- West End Substation
The West End project came about in response to a study by the Ohio Department of Transportation (ODOT). The Brent Spence Bridge, which takes interstates 71 and 75 across the Ohio River, is aging and needs to be replaced. However, the existing Duke Energy West End Substation was just a few hundred feet west of the existing bridge. The new bridge will cross directly through the East Yard lattice structure. As a result, a new substation yard had to be built in the adjacent area.
Furthermore, the West End site formerly included a manufactured gas plant (MGP), and before construction, the existing facility required remediation. Finally, because the site is on the north bank of the Ohio River, all electrical infrastructure had to be installed above flood levels.

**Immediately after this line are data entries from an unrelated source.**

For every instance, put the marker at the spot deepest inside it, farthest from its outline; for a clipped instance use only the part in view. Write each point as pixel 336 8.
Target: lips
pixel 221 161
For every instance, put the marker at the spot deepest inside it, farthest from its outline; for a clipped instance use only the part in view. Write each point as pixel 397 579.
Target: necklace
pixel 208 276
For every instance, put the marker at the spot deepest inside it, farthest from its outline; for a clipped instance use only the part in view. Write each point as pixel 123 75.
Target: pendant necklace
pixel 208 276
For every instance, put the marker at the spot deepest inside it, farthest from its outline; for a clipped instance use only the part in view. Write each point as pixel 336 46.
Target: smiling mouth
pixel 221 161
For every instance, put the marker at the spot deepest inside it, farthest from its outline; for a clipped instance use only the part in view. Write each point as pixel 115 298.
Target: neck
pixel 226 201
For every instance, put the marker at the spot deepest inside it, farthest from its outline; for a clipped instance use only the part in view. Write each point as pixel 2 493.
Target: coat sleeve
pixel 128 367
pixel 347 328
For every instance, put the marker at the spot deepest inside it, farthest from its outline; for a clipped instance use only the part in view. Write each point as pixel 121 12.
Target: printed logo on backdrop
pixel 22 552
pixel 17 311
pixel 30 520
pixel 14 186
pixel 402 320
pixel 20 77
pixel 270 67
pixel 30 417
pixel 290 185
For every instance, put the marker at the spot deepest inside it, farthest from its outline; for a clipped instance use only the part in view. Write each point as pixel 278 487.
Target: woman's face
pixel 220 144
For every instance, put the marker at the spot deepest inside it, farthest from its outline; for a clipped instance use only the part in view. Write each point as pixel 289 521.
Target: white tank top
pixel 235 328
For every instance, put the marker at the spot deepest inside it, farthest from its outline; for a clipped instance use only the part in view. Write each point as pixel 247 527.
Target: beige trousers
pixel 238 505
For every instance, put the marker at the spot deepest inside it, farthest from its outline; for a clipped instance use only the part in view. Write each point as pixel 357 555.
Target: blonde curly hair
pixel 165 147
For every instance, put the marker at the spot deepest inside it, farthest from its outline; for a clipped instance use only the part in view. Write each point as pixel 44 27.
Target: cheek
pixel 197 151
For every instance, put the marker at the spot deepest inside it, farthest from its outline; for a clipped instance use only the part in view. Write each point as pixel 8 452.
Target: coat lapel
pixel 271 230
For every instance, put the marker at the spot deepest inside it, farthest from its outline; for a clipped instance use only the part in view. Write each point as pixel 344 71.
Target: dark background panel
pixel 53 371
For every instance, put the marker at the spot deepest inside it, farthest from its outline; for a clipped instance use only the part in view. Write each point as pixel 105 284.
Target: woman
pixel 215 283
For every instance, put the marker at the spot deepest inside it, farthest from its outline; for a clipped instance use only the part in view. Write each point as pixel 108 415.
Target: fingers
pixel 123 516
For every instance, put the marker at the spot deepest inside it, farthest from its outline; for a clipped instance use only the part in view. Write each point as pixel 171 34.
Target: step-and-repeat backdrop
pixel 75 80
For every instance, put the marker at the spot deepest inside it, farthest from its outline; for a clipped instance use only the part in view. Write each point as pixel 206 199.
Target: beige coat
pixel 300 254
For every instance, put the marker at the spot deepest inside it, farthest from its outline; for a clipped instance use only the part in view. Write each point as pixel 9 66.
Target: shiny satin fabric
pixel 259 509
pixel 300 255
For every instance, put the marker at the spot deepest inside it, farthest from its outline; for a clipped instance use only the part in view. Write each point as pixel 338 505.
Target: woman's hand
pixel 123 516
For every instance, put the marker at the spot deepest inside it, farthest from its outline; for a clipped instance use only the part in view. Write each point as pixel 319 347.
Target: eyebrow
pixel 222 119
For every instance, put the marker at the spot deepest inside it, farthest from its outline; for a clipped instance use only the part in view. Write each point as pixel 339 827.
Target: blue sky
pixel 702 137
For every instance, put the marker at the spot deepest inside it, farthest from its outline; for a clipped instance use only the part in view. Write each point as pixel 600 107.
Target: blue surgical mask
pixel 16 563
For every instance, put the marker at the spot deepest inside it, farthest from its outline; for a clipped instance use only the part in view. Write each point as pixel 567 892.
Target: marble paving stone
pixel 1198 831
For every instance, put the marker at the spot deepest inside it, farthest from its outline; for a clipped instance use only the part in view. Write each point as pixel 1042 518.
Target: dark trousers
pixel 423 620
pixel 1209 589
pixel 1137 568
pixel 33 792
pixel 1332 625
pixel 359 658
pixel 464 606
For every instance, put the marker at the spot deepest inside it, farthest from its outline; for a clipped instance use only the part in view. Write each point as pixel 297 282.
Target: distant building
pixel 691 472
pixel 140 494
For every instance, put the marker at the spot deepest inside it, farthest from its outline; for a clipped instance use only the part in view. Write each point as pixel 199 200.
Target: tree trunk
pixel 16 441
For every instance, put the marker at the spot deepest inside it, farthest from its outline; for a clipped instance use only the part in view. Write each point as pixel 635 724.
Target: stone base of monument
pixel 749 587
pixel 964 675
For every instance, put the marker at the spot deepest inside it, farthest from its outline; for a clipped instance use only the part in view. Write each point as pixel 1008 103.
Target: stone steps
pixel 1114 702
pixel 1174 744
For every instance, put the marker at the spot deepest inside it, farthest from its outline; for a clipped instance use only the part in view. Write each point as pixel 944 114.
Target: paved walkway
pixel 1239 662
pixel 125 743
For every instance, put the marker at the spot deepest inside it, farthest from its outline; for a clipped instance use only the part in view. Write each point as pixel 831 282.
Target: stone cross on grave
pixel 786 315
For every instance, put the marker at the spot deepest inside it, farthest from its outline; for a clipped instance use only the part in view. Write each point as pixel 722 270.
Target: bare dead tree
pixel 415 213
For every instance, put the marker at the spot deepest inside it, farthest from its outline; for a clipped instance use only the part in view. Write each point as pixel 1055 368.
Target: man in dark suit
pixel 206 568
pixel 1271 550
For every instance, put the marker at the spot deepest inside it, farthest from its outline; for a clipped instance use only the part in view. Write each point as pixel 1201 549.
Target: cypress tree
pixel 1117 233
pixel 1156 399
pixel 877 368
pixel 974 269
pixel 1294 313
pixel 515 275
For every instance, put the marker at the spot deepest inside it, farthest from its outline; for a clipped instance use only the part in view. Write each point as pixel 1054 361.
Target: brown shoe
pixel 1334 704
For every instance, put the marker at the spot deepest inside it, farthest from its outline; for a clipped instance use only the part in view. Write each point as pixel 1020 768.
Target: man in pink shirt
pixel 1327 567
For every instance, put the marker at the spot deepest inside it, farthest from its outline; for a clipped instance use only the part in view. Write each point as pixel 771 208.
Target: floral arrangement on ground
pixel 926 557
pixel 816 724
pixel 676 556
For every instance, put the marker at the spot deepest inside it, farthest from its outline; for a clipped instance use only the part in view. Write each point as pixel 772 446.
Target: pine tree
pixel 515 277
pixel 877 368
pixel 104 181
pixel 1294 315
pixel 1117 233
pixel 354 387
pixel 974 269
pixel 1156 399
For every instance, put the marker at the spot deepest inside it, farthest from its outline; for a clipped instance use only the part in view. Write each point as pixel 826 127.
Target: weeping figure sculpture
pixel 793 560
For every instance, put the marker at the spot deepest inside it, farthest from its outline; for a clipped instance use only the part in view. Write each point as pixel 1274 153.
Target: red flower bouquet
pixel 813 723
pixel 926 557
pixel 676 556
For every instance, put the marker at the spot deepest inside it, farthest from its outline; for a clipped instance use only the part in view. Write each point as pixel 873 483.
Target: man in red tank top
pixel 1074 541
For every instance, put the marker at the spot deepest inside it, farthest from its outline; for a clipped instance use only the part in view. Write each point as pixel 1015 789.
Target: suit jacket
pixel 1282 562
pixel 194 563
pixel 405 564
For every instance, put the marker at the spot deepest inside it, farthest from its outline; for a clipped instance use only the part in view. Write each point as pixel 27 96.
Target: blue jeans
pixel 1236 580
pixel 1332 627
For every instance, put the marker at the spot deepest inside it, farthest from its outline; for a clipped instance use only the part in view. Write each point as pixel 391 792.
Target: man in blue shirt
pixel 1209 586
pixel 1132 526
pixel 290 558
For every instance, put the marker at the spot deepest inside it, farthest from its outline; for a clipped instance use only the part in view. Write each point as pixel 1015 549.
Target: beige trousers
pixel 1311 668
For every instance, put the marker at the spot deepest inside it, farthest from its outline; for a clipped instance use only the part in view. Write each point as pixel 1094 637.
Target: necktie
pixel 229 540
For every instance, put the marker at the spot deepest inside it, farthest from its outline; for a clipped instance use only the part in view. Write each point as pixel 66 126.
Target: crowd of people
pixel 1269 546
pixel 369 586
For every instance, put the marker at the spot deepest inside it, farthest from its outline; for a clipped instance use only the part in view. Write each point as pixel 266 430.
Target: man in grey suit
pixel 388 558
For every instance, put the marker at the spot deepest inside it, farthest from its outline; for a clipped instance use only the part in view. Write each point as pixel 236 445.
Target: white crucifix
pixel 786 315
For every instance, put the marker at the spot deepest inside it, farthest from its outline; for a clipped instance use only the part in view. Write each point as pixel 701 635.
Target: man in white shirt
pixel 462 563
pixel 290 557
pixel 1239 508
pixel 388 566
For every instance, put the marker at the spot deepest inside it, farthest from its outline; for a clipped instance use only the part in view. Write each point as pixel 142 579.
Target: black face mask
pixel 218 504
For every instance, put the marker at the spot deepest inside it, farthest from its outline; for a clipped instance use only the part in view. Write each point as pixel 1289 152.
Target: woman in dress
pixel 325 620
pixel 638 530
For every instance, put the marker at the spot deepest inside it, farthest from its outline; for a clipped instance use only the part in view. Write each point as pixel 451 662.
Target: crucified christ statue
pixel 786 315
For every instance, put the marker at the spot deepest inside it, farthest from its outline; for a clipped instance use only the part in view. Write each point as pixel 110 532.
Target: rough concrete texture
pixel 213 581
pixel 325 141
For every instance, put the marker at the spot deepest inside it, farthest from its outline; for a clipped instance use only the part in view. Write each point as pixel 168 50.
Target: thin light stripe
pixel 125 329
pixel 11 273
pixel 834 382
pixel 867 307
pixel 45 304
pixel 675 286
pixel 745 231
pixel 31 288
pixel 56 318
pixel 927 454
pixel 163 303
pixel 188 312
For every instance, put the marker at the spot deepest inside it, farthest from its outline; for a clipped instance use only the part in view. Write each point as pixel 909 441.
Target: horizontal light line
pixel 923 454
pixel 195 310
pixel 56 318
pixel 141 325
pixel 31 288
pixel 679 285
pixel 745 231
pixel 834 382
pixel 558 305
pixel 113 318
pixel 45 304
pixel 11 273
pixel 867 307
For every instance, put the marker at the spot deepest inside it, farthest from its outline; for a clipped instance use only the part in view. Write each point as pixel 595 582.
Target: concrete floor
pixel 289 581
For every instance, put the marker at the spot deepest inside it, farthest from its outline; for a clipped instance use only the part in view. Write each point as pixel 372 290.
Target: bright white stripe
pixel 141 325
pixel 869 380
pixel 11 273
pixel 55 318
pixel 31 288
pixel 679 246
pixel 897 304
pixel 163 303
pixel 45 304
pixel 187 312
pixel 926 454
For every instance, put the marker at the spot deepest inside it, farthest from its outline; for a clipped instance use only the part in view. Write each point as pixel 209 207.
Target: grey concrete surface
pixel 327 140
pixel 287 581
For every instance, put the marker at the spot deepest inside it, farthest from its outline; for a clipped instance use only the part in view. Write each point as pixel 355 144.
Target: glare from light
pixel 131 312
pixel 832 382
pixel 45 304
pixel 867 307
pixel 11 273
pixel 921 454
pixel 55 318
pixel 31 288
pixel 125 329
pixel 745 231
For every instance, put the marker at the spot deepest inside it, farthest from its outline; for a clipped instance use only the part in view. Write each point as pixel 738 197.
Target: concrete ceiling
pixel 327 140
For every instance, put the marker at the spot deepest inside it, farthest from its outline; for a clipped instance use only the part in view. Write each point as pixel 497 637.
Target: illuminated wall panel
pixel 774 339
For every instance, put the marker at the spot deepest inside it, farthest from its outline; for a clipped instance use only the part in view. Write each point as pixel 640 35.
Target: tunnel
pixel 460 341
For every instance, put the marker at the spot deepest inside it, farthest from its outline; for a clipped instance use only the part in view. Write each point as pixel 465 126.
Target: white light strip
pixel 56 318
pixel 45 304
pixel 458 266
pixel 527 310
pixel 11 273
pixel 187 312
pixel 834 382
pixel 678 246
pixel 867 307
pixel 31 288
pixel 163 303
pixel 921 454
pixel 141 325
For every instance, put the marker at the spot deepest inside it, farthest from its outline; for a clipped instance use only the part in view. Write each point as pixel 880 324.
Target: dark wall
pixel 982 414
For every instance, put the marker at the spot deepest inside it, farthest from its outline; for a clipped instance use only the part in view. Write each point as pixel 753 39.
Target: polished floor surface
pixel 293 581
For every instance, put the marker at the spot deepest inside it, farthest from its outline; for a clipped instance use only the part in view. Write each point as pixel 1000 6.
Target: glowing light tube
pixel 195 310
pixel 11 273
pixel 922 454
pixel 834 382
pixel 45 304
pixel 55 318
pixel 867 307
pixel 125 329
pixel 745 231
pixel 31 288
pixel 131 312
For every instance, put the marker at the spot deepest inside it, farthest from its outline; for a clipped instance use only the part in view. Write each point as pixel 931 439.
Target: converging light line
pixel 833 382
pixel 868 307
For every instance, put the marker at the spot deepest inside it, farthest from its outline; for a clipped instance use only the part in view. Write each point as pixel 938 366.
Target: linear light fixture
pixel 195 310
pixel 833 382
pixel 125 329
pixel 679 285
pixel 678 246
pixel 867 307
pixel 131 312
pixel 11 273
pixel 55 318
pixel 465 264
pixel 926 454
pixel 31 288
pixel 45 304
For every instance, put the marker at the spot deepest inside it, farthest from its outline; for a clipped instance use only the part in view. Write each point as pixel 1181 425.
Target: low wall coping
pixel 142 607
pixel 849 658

The new East Yard design consisted of a 16-bay, 138-kV lattice structure for a breaker-and-a-half switchyard. Due to the flood level constraint, all equipment including power transformers and circuit breakers had to be installed at least 17 feet above grade, as opposed to sitting on foundations on the ground. Aging equipment in the existing yard was replaced as part of this project. In all, the project involved four 138/13-kV transformers and ground banks (with provisions for a future fifth), 16 138-kV breakers, 20 13-kV switchgear breakers, three overhead 138-kV transmission lines, two underground 138-kV transmission lines, two 138-kV tie busses, and 12 13-kV tie busses. All bus and equipment had to be designed for 50kA fault current.
Duke Energy decided that all transmission relaying should be replaced as part of this project. The protection and control design involved almost 90 panels and 1,000 engineering drawings. Burns & McDonnell completed the engineering design for all equipment in the new control building in spring 2014; the engineering necessary to tie into the existing 13-kV downtown network was finished in summer 2014. This project was constructed in advance of the Brent Spence Bridge replacement project, allowing downtown Cincinnati’s power to run uninterrupted throughout a major infrastructure renovation.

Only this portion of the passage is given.